13 May 2005 561 Views No Comment

I’ve been looking into home theater PC (HTPC) software lately and I’m very impressed with some of the packages available. HTPC software is essentially a digital video recorder (DVR) on steroids. You can use it not only to record live television, but also to provide access to all of your stored media content (mp3s, ‘ripped’ dvds, mpeg, game emulators, etc).

Some HTPC software packages provide RSS aggregators (feed readers). You can use this to read the news through your HTPC, but you can also use it with feeds that provide bittorrent links to audio and video content. This is great if there is a regular TV show that you watch, because you don’t have to program the recording of the show yourself. Somebody else has recorded it and it is now available for download in a widely distributed network of bittorrent users.

When I first started learning about HTPC, I envisioned an ability to tell the software what I wanted to watch and have it (transparently) get that content for me. This seems like a simple concept, and I hope to see it eventually. Here’s how I envisioned it would work:

I go onto a channel guide to select a show. This channel guide not only has current shows, but as much past and future scheduling as is possible. I select a show that I want to watch and click go. The HTPC software transparently retrieves that content for me (as fast as possible) and I start watching my show.

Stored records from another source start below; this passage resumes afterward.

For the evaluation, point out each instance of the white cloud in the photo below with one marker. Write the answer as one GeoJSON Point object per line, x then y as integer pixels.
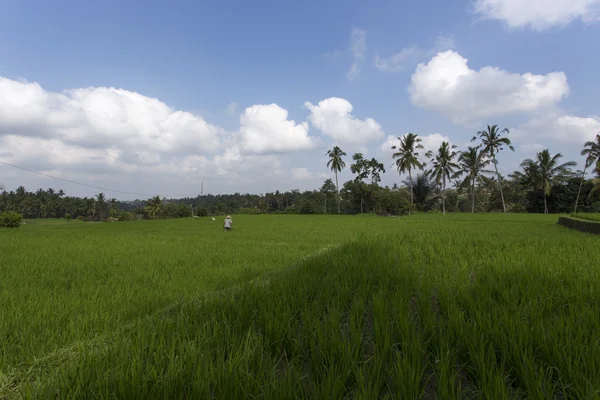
{"type": "Point", "coordinates": [411, 54]}
{"type": "Point", "coordinates": [102, 117]}
{"type": "Point", "coordinates": [448, 86]}
{"type": "Point", "coordinates": [561, 129]}
{"type": "Point", "coordinates": [123, 140]}
{"type": "Point", "coordinates": [265, 128]}
{"type": "Point", "coordinates": [531, 147]}
{"type": "Point", "coordinates": [397, 61]}
{"type": "Point", "coordinates": [538, 14]}
{"type": "Point", "coordinates": [303, 174]}
{"type": "Point", "coordinates": [358, 46]}
{"type": "Point", "coordinates": [232, 108]}
{"type": "Point", "coordinates": [333, 117]}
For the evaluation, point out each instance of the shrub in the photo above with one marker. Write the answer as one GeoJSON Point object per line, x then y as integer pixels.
{"type": "Point", "coordinates": [126, 216]}
{"type": "Point", "coordinates": [10, 219]}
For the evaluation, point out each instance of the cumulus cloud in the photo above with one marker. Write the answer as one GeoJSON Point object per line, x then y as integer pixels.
{"type": "Point", "coordinates": [303, 174]}
{"type": "Point", "coordinates": [136, 143]}
{"type": "Point", "coordinates": [538, 14]}
{"type": "Point", "coordinates": [358, 46]}
{"type": "Point", "coordinates": [448, 86]}
{"type": "Point", "coordinates": [232, 108]}
{"type": "Point", "coordinates": [266, 128]}
{"type": "Point", "coordinates": [411, 54]}
{"type": "Point", "coordinates": [333, 117]}
{"type": "Point", "coordinates": [101, 117]}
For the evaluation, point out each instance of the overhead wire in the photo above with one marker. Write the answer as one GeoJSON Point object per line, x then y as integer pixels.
{"type": "Point", "coordinates": [93, 186]}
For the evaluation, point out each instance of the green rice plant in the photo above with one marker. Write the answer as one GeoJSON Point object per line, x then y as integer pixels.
{"type": "Point", "coordinates": [427, 306]}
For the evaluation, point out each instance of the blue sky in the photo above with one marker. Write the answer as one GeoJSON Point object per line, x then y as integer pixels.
{"type": "Point", "coordinates": [219, 60]}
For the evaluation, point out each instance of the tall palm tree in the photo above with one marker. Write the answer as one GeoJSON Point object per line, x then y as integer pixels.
{"type": "Point", "coordinates": [443, 168]}
{"type": "Point", "coordinates": [596, 180]}
{"type": "Point", "coordinates": [407, 158]}
{"type": "Point", "coordinates": [336, 164]}
{"type": "Point", "coordinates": [543, 172]}
{"type": "Point", "coordinates": [591, 150]}
{"type": "Point", "coordinates": [101, 201]}
{"type": "Point", "coordinates": [492, 143]}
{"type": "Point", "coordinates": [113, 206]}
{"type": "Point", "coordinates": [154, 205]}
{"type": "Point", "coordinates": [473, 163]}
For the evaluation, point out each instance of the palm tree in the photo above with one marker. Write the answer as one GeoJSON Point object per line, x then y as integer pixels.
{"type": "Point", "coordinates": [591, 149]}
{"type": "Point", "coordinates": [473, 163]}
{"type": "Point", "coordinates": [543, 172]}
{"type": "Point", "coordinates": [113, 207]}
{"type": "Point", "coordinates": [443, 167]}
{"type": "Point", "coordinates": [337, 165]}
{"type": "Point", "coordinates": [101, 200]}
{"type": "Point", "coordinates": [407, 158]}
{"type": "Point", "coordinates": [492, 143]}
{"type": "Point", "coordinates": [154, 205]}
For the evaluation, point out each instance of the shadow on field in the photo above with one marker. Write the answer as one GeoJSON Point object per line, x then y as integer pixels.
{"type": "Point", "coordinates": [357, 321]}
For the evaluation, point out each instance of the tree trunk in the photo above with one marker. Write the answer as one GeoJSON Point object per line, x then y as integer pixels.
{"type": "Point", "coordinates": [412, 203]}
{"type": "Point", "coordinates": [579, 192]}
{"type": "Point", "coordinates": [473, 197]}
{"type": "Point", "coordinates": [338, 192]}
{"type": "Point", "coordinates": [444, 197]}
{"type": "Point", "coordinates": [500, 185]}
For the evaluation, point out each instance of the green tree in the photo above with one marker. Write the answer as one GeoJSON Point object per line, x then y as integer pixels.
{"type": "Point", "coordinates": [596, 180]}
{"type": "Point", "coordinates": [544, 172]}
{"type": "Point", "coordinates": [101, 204]}
{"type": "Point", "coordinates": [492, 143]}
{"type": "Point", "coordinates": [472, 163]}
{"type": "Point", "coordinates": [113, 208]}
{"type": "Point", "coordinates": [336, 164]}
{"type": "Point", "coordinates": [407, 158]}
{"type": "Point", "coordinates": [591, 150]}
{"type": "Point", "coordinates": [153, 206]}
{"type": "Point", "coordinates": [443, 168]}
{"type": "Point", "coordinates": [326, 190]}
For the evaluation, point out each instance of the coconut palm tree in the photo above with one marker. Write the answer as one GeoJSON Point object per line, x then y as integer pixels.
{"type": "Point", "coordinates": [407, 158]}
{"type": "Point", "coordinates": [113, 207]}
{"type": "Point", "coordinates": [492, 143]}
{"type": "Point", "coordinates": [596, 181]}
{"type": "Point", "coordinates": [591, 150]}
{"type": "Point", "coordinates": [543, 172]}
{"type": "Point", "coordinates": [101, 201]}
{"type": "Point", "coordinates": [336, 164]}
{"type": "Point", "coordinates": [473, 163]}
{"type": "Point", "coordinates": [154, 205]}
{"type": "Point", "coordinates": [443, 168]}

If a TV program is in the past and I have a recorded copy on disk, it would immediately start showing the program. If a TV program is in the past and I don’t have a recorded copy, it would start downloading the show for me over P2P.

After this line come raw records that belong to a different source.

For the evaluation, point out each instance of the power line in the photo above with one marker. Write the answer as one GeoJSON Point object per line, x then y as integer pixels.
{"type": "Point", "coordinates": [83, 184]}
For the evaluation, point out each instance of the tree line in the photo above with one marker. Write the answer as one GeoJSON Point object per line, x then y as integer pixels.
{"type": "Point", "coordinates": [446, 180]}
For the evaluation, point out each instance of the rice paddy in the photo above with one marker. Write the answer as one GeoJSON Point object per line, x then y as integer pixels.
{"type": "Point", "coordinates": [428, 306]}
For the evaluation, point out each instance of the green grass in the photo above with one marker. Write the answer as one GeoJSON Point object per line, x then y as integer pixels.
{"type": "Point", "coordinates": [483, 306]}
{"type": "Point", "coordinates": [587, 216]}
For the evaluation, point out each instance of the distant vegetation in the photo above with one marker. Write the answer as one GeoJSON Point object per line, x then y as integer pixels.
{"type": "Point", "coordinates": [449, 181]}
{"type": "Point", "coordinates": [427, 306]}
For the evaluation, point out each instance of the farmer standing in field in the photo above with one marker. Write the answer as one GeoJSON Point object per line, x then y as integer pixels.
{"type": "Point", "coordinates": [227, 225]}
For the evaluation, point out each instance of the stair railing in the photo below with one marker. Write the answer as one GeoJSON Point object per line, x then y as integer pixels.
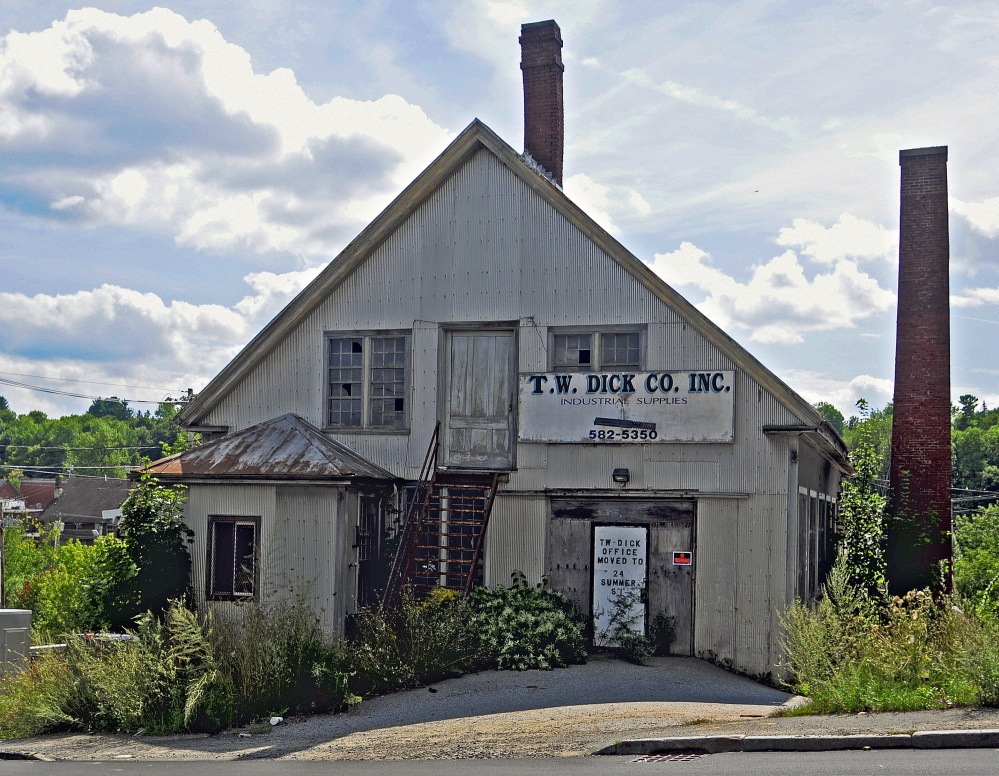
{"type": "Point", "coordinates": [411, 526]}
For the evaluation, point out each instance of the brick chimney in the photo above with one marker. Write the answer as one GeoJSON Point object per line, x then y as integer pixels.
{"type": "Point", "coordinates": [544, 119]}
{"type": "Point", "coordinates": [919, 533]}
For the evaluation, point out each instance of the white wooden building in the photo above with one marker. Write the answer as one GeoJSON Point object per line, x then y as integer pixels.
{"type": "Point", "coordinates": [485, 299]}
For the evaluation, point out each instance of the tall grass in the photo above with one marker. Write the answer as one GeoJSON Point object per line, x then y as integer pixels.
{"type": "Point", "coordinates": [191, 672]}
{"type": "Point", "coordinates": [180, 673]}
{"type": "Point", "coordinates": [854, 651]}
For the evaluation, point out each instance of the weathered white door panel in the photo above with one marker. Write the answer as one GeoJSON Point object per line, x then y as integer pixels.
{"type": "Point", "coordinates": [478, 417]}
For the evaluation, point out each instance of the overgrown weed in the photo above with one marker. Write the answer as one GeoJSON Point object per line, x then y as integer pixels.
{"type": "Point", "coordinates": [855, 651]}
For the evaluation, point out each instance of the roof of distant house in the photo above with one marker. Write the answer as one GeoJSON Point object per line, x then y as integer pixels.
{"type": "Point", "coordinates": [85, 498]}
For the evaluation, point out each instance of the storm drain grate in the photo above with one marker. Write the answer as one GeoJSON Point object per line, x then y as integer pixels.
{"type": "Point", "coordinates": [673, 757]}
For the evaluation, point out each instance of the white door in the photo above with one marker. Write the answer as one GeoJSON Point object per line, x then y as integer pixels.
{"type": "Point", "coordinates": [478, 418]}
{"type": "Point", "coordinates": [620, 555]}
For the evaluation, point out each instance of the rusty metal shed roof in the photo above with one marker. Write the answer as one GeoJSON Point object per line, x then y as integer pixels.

If a TV program is currently showing and it is not being recorded, it would show the program and simultaneously start downloading it for me in the background through a P2P network, so I would have the ability to rewind to a point before I started recording.

If a show is in the future and I have access to the channel, it would schedule the system to record the program for me, just as it does now. If a show is in the future and I don’t have access to the channel, it would schedule the download over a p2p network. The mechanism for scheduling could be an RSS feed, some type of bittorrent “placeholder”, or something else (as a user, I don’t care because it should be transparent).

Eventually, as bandwidth, users, and recorded content increase, a highly reliable video content retrieval system would exist. You would be able to watch any TV show that you would like, whether you recorded it or not. I can imagine the evolution of a common file format being used for P2P video distribution. If these files have the start time, end time, and channel (including region) embedded, then recorded fragments from different people could be pieced together.

At first glance, this seems like an overtly illegal process, but it doesn’t have to be. People would be willing to pay big bucks for a service where they could watch TV that they didn’t schedule a recording for. A company could charge a service fee, pay all the royalties to the content providers, record as much TV as possible, and seed all of the bittorrents.